I have dataframe which contains numerical and categorical features. I am trying to get p-values of these variables using OLS.

I'm creating dummies to get p-values of categorical features. But in this way im getting p-value for all values in categorical features. My purpose is that get p-value of feature not all values of feature.

How should i interpret of OLS result which contains p-values of dummies? Should i use chi2 test for get the p-value of categorical features? If yes can i use p-values of numerical features from OLS and p-values of categorical features from chi2 test for all data?

• What software are you using? Commented Dec 23, 2019 at 14:02
• Python @user2974951 Commented Dec 23, 2019 at 14:03
• "Python" is a Turing-Complete programming language. You need to be a lot more specific than that. You had might as well say "what software?" ... "Computers"
– Him
Commented Dec 23, 2019 at 14:54
• I dont use any spesific software like SPSS, Weka etc. Im developing software using Python, Scikit-Learn, Imblearn, Statsmodels, Numpy etc. Commented Dec 24, 2019 at 6:41
• Does this answer your question? How to test the statistical significance for categorical variable in linear regression? Commented Jul 25, 2020 at 13:58

You can test the fit of a model with that factor and it’s levels omitted against the full model. That’s basically what’s going on to calculate the p-values of each individual parameter.

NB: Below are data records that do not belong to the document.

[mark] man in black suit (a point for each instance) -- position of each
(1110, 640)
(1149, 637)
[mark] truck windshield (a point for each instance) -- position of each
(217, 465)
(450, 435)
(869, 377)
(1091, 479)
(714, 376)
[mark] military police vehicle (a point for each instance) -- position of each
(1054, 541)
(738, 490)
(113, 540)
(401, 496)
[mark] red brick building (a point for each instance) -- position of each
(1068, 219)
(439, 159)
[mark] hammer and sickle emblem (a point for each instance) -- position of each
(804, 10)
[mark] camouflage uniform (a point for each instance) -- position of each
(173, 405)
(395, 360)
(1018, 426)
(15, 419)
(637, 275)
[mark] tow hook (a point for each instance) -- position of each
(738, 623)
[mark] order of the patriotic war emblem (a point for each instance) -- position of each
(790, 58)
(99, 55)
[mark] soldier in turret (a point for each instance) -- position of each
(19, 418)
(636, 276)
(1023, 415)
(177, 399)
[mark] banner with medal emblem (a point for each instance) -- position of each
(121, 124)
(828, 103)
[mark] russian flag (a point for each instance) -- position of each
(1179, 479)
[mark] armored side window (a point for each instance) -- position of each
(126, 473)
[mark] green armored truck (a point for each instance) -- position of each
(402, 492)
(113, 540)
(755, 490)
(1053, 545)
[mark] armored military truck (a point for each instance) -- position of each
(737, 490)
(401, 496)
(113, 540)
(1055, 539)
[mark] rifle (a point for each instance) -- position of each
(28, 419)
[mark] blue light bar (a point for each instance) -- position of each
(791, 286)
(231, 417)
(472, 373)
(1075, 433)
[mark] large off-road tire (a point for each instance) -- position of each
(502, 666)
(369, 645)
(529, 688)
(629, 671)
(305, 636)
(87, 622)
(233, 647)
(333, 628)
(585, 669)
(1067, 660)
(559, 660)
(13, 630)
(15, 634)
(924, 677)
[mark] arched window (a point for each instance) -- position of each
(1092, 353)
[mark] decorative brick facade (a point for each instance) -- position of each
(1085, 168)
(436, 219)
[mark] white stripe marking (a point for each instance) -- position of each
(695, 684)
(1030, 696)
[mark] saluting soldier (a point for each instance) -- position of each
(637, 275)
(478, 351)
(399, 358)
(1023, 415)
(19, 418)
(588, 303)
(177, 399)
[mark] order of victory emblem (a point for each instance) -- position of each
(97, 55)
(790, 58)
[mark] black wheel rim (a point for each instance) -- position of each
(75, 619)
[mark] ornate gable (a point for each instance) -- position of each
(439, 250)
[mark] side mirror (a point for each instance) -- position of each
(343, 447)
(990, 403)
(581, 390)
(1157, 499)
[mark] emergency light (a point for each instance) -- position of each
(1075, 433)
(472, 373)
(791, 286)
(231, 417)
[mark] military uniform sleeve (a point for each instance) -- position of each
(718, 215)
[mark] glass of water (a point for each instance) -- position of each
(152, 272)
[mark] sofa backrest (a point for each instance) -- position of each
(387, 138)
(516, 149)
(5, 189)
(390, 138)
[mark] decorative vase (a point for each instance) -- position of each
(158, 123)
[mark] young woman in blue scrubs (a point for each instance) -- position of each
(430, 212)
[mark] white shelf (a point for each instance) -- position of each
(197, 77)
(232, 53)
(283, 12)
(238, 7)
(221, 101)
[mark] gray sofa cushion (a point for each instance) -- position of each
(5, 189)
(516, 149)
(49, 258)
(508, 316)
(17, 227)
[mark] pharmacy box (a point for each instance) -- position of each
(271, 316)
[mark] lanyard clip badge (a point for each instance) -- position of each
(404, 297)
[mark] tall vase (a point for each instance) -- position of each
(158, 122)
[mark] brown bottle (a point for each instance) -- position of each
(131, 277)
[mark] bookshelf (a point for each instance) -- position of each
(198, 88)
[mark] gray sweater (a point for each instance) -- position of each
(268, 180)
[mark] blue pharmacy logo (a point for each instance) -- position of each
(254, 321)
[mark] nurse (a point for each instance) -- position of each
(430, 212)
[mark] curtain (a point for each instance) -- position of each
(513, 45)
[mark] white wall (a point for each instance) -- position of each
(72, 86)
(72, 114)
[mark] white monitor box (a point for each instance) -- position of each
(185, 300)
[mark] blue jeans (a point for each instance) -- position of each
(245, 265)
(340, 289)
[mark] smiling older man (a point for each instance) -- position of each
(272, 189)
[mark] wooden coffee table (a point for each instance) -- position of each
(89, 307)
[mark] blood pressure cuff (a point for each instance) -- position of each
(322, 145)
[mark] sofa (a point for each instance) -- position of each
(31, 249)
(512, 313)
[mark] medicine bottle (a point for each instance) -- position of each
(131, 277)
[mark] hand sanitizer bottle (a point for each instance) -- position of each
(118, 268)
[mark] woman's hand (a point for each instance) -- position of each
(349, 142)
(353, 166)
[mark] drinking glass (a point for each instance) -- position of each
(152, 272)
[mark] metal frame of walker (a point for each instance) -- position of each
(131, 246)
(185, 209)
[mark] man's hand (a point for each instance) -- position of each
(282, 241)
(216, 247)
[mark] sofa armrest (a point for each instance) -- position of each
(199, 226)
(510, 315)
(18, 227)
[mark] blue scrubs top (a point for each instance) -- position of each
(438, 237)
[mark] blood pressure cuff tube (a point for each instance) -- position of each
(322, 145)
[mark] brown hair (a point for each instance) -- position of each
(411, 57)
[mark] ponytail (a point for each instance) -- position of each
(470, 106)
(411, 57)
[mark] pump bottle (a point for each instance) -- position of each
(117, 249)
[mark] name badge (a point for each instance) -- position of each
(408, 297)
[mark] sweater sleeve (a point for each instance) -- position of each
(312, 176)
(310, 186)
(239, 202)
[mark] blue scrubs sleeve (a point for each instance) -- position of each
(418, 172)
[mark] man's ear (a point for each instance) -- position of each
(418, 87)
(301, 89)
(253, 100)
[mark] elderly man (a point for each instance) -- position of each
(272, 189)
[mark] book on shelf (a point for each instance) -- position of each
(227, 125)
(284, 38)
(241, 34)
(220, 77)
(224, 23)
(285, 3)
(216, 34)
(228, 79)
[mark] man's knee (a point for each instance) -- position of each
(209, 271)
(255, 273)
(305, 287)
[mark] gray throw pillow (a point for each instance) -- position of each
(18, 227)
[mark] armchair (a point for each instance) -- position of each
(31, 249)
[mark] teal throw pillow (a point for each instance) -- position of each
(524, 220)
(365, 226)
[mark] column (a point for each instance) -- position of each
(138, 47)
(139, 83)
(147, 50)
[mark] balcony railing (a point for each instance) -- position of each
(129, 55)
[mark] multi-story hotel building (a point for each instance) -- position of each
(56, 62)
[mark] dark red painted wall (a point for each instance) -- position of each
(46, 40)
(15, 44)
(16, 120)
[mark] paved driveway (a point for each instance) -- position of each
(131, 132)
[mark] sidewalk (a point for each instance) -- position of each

The model with the factor and it’s levels is going to fit better, but then the test, in some sense, says if the increase in fit is worth the additional model complexity.

You’re doing an OLS linear model, so the standard test would be an F-test of the sums of squared errors:

$$\dfrac{\frac{SSE_{reduced}-SSE_{full}}{p_{full}-p_{reduced}}}{\frac{SSE_{full}}{n-p_{full}}}\overset{H_0}{\sim} F_{p_{full}-p_{reduced}, n-p_{full}}$$

“Reduced” means the model with the variables (factor with it’s levels) missing; “full” means the model with those variables included. “SSE” is the sum of squared errors (technically residuals) from the model. “p” is the number of parameters in the model. “n” is the number of observations. “$$\overset{H_0}{\sim}$$” means distribution under the null hypothesis that the factor does not influence the outcome.

In R, the “lmtest” package has tools to do comparisons like this. The “anova” function in base R might be able to take nested models as inputs, too.

In case you aren't aware, the p-values returned for each category you are tested assess if the individual dummy is significantly different than your determined reference group. I believe you are looking for a global test to assess if the variable itself is significant. In this case you would use a "chunk test" AKA a "general linear F-test".

See this thread: What are chunk tests?

It is important to note that some dummies in your categorical variable may not be significant, but they should still be left in the model.